The scores came out of places like Tbilisi, Vilnius as well as Moscow and they confirmed what John Thompson had been saying all along. The Russians are tough. Atlanta Hawks 85, USSR 84; Hawks 110, USSR 105. In Moscow, it was USSR 132, Hawks 123.

"I was even impressed with the losses," Thompson was saying the other day. "Every game was close. The Atlanta Hawks had all they could do to handle them and now . . . "

And now John Thompson may have to do it with a different team. A younger team. His team. The United States Olympic team.

Once every four years, for a two-week period, U.S. basketball puts its reputation on the line at the Olympic Games. While the rest of world will be sending national teams three years in the making and developing, the U.S. is putting together its usual 10-week miracle that everyone expects to result in another gold medal.

"But it's not getting any easier," warned Thompson in one of his weekly telephone press conferences. "All you have to do is look around. Check the scores. See what happened at the Pan Am Games last year (Brazil 120, U.S. 115). Look what happened to the Hawks."

Thompson's task is to put together a team in 10 weeks and then go out and beat the Brazilians and the Yugoslavs and, of course, the Russians. Take the gold. Do all that and you might receive a pat on the back. Lose and you're going to have to answer a lot of questions.

He'll have to do it with players like David Robinson, Danny Manning, J.R. Reid, Brian Shaw, Sean Elliott and Stacey King and Charles Smith.

And they're all going to be on display for the first time Sunday afternoon when the Olympians face a group of NBA all-stars at the Providence Civic Center. Thompson says don't expect to see a finished product. "Still experimenting," he said. "We're still trying to find out who can do what and in what situations. Everyone is working extremely hard, I have no complaints there. But I'd to see more cohesion. I'd like to see some people taking charge."

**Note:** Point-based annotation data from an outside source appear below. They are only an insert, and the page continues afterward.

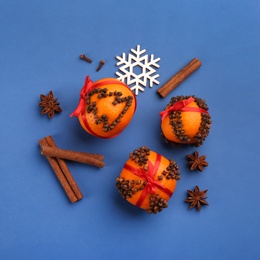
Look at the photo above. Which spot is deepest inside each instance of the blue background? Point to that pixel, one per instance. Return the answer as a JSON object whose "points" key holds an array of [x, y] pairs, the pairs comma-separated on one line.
{"points": [[40, 43]]}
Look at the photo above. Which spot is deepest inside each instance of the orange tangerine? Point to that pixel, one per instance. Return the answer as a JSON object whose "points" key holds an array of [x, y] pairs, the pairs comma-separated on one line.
{"points": [[148, 180], [186, 120], [107, 108]]}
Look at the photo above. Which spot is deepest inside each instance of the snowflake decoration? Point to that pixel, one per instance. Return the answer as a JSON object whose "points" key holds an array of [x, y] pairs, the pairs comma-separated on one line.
{"points": [[137, 69]]}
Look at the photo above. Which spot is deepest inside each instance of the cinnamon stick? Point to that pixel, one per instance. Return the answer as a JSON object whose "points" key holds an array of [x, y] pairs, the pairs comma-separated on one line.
{"points": [[179, 77], [88, 158], [62, 172]]}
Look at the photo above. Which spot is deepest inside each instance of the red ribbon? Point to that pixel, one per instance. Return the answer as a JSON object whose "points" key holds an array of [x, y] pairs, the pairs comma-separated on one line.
{"points": [[148, 176], [81, 108], [182, 105]]}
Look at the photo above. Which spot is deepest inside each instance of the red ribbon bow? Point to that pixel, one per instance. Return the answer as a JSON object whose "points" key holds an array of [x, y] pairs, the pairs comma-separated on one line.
{"points": [[148, 176], [182, 105]]}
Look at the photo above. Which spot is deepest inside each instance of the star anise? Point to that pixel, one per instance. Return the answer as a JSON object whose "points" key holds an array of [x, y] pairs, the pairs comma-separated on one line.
{"points": [[196, 161], [197, 198], [49, 104]]}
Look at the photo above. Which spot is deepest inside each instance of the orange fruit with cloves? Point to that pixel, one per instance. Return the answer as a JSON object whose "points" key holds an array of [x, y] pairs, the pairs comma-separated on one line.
{"points": [[106, 107], [186, 120], [148, 180]]}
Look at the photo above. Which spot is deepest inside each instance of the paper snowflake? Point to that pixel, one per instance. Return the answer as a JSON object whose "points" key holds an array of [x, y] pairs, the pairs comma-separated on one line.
{"points": [[137, 69]]}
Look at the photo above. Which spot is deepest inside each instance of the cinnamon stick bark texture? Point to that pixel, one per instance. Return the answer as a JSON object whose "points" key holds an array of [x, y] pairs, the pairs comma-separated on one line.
{"points": [[88, 158], [179, 77], [62, 172]]}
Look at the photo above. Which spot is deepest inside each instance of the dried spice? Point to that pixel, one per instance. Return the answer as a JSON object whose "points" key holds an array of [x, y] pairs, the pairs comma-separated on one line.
{"points": [[156, 204], [140, 156], [197, 162], [49, 104], [103, 93], [62, 172], [177, 125], [197, 198], [179, 77], [127, 188]]}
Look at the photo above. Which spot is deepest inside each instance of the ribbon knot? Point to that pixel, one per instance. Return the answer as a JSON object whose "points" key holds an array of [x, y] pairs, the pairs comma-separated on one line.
{"points": [[81, 106], [148, 176], [182, 105]]}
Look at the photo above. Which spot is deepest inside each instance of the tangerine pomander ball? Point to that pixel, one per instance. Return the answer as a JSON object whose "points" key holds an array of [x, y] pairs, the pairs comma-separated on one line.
{"points": [[148, 180], [186, 120], [106, 107]]}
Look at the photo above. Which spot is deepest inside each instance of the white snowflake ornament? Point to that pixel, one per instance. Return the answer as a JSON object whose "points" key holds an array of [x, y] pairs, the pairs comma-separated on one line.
{"points": [[137, 69]]}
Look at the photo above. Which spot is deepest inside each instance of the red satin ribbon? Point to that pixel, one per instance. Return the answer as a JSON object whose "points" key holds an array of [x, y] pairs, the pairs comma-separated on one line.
{"points": [[181, 105], [81, 108], [148, 176]]}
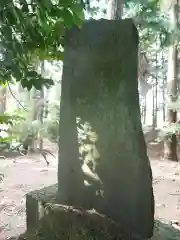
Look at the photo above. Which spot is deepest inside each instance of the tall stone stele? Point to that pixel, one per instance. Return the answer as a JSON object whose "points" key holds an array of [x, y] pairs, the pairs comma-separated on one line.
{"points": [[99, 86]]}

He is an intriguing figure, John Thompson. Depending upon your view, he can be a huge, menacing man, stalking the sidelines working the officials for every edge he can get. Or he can be a great leader of young men _ work hard, play hard. The enjoyment comes in doing well and winning. Gavitt, once his freshman coach at Providence College, chuckles at the image.

"All people see is the intensity and his great size and that towel draped over his shoulder," says Gavitt. "What people don't know is what kind of coach he is. He's got to be one of the most organized people I've ever seen. He leaves no stone unturned. He's a great coach. A great motivator. A great choice for this team. He coaches the style that's needed to win."

Watch the Olympians and you will see the Georgetown Hoyas, except they'll be wearing red, white and blue uniforms. And there'll be a little more talent. But the style will be the same _ baseline to baseline pressure; baskets off transition. Speed and quickness will be the Olympians' calling card.

"I have to coach the style I know best. That only makes sense," says Thompson. "But it also happens to be the style we need to win the gold medal. I don't think we can win any other way."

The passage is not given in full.